The initial carbon fibre RoboBee design could achieve vertical take-off, flapping its wafer-thin 3cm ceramic wings up to 120 times per second, as well as hovering and steering. Further development in 2016 saw the RoboBee acquire another new skill set: to be able to stick to surfaces using static electricity, allowing the bots to latch on to a flat surface made of almost any material for the first time. In October 2017, perhaps the most impressive new development yet emerged: a hybrid robot that could not only fly, stick to walls and dive into water but could also swim, float and propel itself back out of the water, safely landing utilising a built-in combustion system. The bot's internal gas collection chamber uses a tiny sparker to ignite the gas, allowing the robot to propel itself out of the water. 1,000 times lighter than any previous aerial-to-aquatic robot, the RoboBee can then passively stabilise in the air so that it always lands upright, on its feet.

Since then, further programming experiments have been conducted by engineers at Cornell University to try and mimic the way an insect’s brain operates. The developments require an extensive amount of computing power and include using tiny embedded probes to detect wind and adjust flight movement as well as developing a new type of neuromorphic chip to process spikes of electrical current that fire in a similar way to neurons in the brain, with less power than traditional processors. However, at this stage the RoboBee is still a tethered device, so further power sources still need to be perfected before the mini-bot can be tested on a larger scale.

In March of this year, US retailer Walmart filed a patent for ‘systems and methods for pollinating crops via unmanned vehicles’, also known as pollination drones, though the retail giant hasn’t commented or released any information on the move yet. It is thought the futuristic drones will be capable of pollinating flowers and crops using cameras and sensors to identify pollen sources.   

Around the world, experimental mini-drones have been 37% successful in pollinating flowers. In Japan, a tiny drone with a fuzzy horse hair exterior coated with an ionic sticky gel was tested for its pollen-grasping abilities, proving successful in pollinating a group of Japanese lilies.

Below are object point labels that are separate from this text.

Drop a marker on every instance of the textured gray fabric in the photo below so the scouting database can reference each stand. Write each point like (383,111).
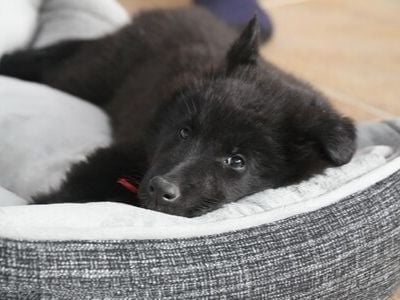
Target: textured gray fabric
(349,250)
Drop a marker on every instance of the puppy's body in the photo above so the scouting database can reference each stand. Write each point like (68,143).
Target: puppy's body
(198,118)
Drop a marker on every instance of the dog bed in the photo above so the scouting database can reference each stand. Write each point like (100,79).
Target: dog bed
(336,236)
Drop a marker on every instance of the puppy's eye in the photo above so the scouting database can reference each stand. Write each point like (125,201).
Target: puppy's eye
(184,133)
(236,162)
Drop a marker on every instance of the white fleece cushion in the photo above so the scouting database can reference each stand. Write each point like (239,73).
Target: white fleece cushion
(43,131)
(120,221)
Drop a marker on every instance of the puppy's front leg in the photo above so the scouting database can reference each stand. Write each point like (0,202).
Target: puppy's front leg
(99,178)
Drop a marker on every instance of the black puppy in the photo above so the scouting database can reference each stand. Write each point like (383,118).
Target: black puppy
(199,119)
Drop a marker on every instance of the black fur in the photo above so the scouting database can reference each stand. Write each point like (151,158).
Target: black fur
(170,70)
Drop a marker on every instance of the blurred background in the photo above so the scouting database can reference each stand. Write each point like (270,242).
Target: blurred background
(349,49)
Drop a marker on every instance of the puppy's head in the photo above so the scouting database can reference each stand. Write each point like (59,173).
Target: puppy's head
(243,129)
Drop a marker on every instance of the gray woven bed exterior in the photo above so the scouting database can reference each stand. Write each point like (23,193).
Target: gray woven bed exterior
(349,250)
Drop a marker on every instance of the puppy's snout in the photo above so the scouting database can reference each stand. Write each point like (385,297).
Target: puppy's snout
(160,189)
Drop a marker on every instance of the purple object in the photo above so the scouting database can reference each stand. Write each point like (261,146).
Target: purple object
(238,12)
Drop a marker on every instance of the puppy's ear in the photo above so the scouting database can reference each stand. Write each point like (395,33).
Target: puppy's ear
(338,140)
(244,50)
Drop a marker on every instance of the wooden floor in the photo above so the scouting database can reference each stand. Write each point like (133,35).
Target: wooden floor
(350,49)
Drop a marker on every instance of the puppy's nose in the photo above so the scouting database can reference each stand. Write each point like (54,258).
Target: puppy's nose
(163,190)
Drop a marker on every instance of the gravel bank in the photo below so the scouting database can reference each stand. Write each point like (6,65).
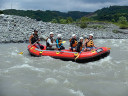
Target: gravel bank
(18,29)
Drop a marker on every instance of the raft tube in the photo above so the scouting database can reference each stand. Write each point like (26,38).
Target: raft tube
(68,55)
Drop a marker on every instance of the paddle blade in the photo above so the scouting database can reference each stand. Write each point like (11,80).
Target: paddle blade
(64,42)
(108,48)
(21,53)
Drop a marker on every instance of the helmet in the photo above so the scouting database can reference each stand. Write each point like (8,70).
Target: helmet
(90,34)
(51,33)
(73,35)
(59,35)
(81,38)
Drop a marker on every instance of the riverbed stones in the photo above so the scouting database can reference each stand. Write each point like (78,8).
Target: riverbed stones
(18,29)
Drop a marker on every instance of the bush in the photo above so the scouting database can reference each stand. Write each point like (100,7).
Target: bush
(83,25)
(123,26)
(54,21)
(115,31)
(96,26)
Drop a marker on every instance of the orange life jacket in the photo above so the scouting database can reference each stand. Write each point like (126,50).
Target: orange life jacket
(90,43)
(75,44)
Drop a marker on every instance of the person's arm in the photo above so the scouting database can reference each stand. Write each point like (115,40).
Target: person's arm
(85,43)
(72,42)
(51,44)
(78,47)
(57,42)
(30,39)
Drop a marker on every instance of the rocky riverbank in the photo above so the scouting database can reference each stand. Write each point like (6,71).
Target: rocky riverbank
(18,29)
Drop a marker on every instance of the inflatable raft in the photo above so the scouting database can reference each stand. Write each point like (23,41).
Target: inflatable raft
(88,56)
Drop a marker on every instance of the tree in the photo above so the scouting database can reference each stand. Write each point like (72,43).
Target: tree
(122,20)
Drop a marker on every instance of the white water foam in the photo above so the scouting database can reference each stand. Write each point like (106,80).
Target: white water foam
(76,93)
(51,81)
(26,66)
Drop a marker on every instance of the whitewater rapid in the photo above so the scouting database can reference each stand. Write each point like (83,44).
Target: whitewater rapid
(23,75)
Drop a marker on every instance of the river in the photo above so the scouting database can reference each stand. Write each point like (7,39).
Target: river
(23,75)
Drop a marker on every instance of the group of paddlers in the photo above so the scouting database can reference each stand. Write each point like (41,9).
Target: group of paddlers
(81,45)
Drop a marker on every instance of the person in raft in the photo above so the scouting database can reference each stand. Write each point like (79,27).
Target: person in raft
(80,45)
(89,44)
(34,40)
(50,42)
(73,42)
(59,43)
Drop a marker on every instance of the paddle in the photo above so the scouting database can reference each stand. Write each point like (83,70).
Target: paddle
(28,48)
(63,42)
(79,54)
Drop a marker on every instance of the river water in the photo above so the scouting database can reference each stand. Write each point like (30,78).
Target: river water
(23,75)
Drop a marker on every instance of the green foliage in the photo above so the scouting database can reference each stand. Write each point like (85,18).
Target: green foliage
(122,20)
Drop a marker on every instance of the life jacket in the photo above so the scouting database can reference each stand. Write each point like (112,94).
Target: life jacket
(59,41)
(73,44)
(79,47)
(34,38)
(47,43)
(90,43)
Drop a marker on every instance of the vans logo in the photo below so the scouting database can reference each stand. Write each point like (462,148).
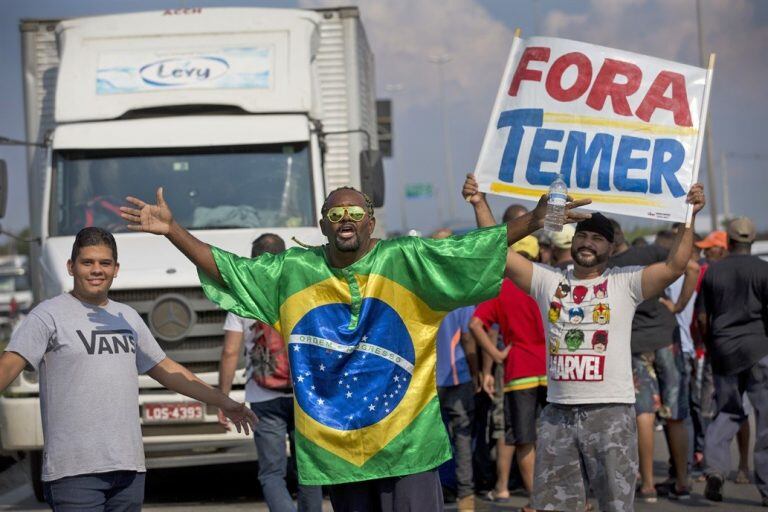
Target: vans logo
(113,341)
(170,72)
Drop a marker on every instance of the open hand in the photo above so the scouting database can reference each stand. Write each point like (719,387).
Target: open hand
(240,415)
(571,215)
(696,197)
(470,192)
(149,218)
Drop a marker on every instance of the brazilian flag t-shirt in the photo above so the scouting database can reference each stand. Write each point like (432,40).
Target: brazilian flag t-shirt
(361,342)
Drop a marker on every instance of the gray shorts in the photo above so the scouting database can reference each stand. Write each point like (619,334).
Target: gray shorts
(582,447)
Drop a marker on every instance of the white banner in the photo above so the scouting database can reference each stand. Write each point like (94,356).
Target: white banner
(621,128)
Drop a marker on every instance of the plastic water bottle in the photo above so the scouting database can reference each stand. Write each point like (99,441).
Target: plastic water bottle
(556,205)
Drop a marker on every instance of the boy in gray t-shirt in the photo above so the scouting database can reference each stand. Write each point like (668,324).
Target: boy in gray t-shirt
(89,351)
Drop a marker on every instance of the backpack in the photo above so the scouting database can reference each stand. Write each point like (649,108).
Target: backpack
(268,362)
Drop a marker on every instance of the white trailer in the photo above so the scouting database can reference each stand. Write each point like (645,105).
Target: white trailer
(246,116)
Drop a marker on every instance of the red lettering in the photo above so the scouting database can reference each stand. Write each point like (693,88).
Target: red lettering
(606,85)
(538,53)
(677,103)
(555,76)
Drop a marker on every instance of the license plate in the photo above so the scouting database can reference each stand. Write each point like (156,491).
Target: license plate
(174,412)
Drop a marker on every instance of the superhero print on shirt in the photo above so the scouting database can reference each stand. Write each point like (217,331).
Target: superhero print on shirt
(601,314)
(599,340)
(554,311)
(575,315)
(563,289)
(600,290)
(579,293)
(554,345)
(574,338)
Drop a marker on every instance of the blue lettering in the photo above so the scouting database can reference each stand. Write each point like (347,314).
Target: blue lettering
(540,154)
(666,169)
(625,162)
(575,148)
(516,120)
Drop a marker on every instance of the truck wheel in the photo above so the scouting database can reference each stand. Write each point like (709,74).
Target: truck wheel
(35,472)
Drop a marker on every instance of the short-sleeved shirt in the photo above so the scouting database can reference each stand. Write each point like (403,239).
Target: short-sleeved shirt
(89,358)
(520,323)
(654,325)
(588,328)
(452,366)
(253,392)
(734,294)
(361,343)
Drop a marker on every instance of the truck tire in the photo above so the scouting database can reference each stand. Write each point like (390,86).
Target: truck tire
(35,473)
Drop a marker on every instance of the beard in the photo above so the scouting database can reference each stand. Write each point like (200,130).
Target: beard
(592,259)
(347,244)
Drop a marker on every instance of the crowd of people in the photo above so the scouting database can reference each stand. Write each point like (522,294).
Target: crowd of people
(409,369)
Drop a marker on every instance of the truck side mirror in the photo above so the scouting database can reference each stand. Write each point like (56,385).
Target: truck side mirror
(3,187)
(372,176)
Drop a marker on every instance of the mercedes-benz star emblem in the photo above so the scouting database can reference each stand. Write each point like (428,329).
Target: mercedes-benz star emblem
(171,318)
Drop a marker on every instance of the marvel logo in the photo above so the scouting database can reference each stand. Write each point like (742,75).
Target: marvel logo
(576,367)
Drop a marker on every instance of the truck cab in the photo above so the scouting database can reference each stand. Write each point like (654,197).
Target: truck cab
(246,117)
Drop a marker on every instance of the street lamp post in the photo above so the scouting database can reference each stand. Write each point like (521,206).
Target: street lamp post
(392,89)
(440,61)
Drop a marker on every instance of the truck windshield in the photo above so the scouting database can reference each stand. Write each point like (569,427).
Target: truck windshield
(261,186)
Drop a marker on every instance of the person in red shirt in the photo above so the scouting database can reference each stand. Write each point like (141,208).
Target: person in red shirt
(525,367)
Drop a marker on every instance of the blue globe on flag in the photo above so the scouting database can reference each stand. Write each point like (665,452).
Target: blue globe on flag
(350,378)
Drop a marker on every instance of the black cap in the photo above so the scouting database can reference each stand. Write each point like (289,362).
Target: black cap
(598,223)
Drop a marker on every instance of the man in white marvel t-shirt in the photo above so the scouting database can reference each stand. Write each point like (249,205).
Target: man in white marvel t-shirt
(588,430)
(272,401)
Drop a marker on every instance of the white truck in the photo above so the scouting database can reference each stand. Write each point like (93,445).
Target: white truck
(246,116)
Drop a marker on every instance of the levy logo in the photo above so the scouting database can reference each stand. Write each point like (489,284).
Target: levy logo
(112,341)
(187,71)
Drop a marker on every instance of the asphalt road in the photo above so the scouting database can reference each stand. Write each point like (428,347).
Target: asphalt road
(234,488)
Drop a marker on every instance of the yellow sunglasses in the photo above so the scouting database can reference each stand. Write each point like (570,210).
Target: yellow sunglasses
(335,214)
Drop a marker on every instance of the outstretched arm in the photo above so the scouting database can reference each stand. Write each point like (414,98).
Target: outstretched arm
(658,276)
(175,377)
(158,219)
(519,269)
(11,365)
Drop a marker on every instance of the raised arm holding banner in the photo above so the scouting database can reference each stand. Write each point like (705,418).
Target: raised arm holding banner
(623,129)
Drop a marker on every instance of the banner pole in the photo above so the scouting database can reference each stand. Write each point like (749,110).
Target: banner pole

Of course, whilst the premise of a pollinating drone sounds fascinating, it’s a long way off and there’s no saying it’s the answer to our declining bee population. There’s certainly a lot more we can do to encourage the real heroes of the insect world in the meantime. Bees love bright flowers rich in pollen and nectar, so planting some of their favourite food plants such as thyme, lavender, celosia, banksia, daisies, asters, wattle and grevillea will give your yard the best chances of a visit, particularly if you have a diversity of plants growing during the flowering season. You can also build a bee hotel or similar habitat/shelter and avoid using pesticides on your plants and other chemicals around your garden.